Opinion

Retorts: New Red scare in Little Saigon

VIETNAMESE refugees aboard a U.S. Navy ship in the evacuations during “Black April” in 1975 (Wikipedia photo).

In the Cold War Fifties, one popular political slogan was “Better Dead Than Red!” Most of us look back on that era ruefully, as a time when there were “Communists under every bed.”

But for a significant portion of our community, the imminent fear of Red domination isn’t a blast from the blast; it’s an everyday threat.

The Vietnamese-American population of Westminster and Garden Grove is primarily a cohort of people who fled Indochina after the fall of Saigon in 1975, and, of course, their descendents.

Based – with good reason – on the experiences of tens of thousands of people subjected to oppression, violence and even torture, the most powerful rallying point was opposition to communism.

The original political alignment of that group was based on admiration for the strong anti-communist rhetoric of President Ronald. He was the enemy of communism, so most of the first wave of immigrants became Republican.

As the younger generation comes into influence, that red spectre has subsided a bit, but not entirely.
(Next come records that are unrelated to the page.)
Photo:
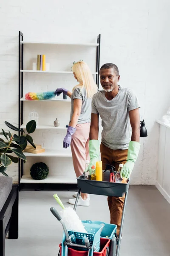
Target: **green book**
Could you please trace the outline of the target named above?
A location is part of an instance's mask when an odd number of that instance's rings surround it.
[[[40,55],[37,55],[37,70],[40,70]]]

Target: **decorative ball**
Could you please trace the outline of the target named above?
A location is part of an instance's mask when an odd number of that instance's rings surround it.
[[[42,162],[34,163],[30,169],[30,175],[34,180],[44,180],[47,177],[48,172],[48,167]]]

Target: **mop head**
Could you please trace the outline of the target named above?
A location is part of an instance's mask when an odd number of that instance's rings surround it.
[[[25,95],[26,99],[28,100],[41,100],[49,99],[55,97],[55,91],[45,92],[44,93],[28,93]]]
[[[81,220],[71,207],[62,210],[60,212],[68,230],[87,233]]]

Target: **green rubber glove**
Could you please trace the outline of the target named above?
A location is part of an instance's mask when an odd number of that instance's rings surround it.
[[[89,141],[89,154],[91,161],[87,171],[90,171],[91,167],[94,165],[96,168],[96,162],[99,160],[100,143],[97,140],[91,140]]]
[[[122,178],[128,179],[133,169],[140,149],[140,143],[137,141],[130,141],[128,152],[127,161],[123,166],[120,175]]]

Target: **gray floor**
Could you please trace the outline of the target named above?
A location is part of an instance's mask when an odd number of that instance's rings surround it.
[[[54,256],[62,240],[60,224],[51,213],[54,191],[21,191],[19,238],[6,241],[6,256]],[[57,192],[65,205],[73,192]],[[109,222],[106,197],[91,195],[88,207],[78,207],[82,219]],[[170,256],[170,204],[154,186],[131,186],[121,256]]]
Westminster’s Little Saigon area remains haunted by a new “Red Menace.”

Politicians and would-be politicians in that city have long used the accusation of pro-communist sympathies as an election year cudgel.  The winning strategy was to out “anti-communist” the other guy.

That mindset seemed to be fading away, but now it appears to be back to stay. A new wave of “you’re a communist” finger-pointing seems to be splitting the Vietnamese community. To those of us not of that ethnicity, it may seem curious. The war has been over for nearly 45 years.  Vietnam is a major U.S. trading partner and considered an ally in helping to balance Chinese influence in Asia.

But that’s not how some folks in the Little Saigons see it.  “Communists are everywhere,” one prominent Vietnamese community leader told me. Another told me of her belief that a new wave of communists – funded by the Hanoi government  – started coming to this area in the 1990s for the purpose of infiltrating and demoralizing the overseas Vietnamese community.

How can you detect such a subversive, I asked. “If they bought their house here for cash, they’re probably communists,” I was told.

The irony of people with a lot of money being true sons of Marx and Lenin raised my skeptical eyebrow, but there appear to be a lot of people who believe it.

Finger-pointing about Red sympathies are now center-stage in a political struggle on the council. The majority – Mayor Tri Ta, and council members Kimberly Ho and Chi Charlie Nguyen – square off against the minority – councilmen Tai Do and Sergio Contreras in epic battles on Wednesday nights in the council chambers.

There’s not a lot of collectivism on the agenda, so the division has centered instead on codes of conduct, nepotism and more, including – of course – alleged communist sympathies or at least dictatorial attitudes reminiscent of the Reds.

At the most recent meeting of the council, the majority passed a new policy that gave the principal power to place items on the council agenda to the mayor.

That outraged some folks who proceeded to declare that Westminster was now the first communist city in the United States. There is loud talk of recall.

Are the commies really out to spread disorder in Westminster?  It seems a long shot, unless their mission was to distract and divide the community and the city council from paying attention to the day-to-day governance of the city. In that case, “they” are doing one heck of a job, regardless of which side houses the “true” communists.

Jim Tortolano’s Retorts appears on Wednesdays, usually.

 

 

 

 

 

 

1 reply »

  1. Totalitarianism is more like it Jim. The “Gang of Three” is trying to stifle the input and free speech of council members Tai Do and Sergio Contreras. There is a special meeting today at 1 pm, an odd time for a council meeting, to try and control public comments on social media, which would be a 1st Amendment issue.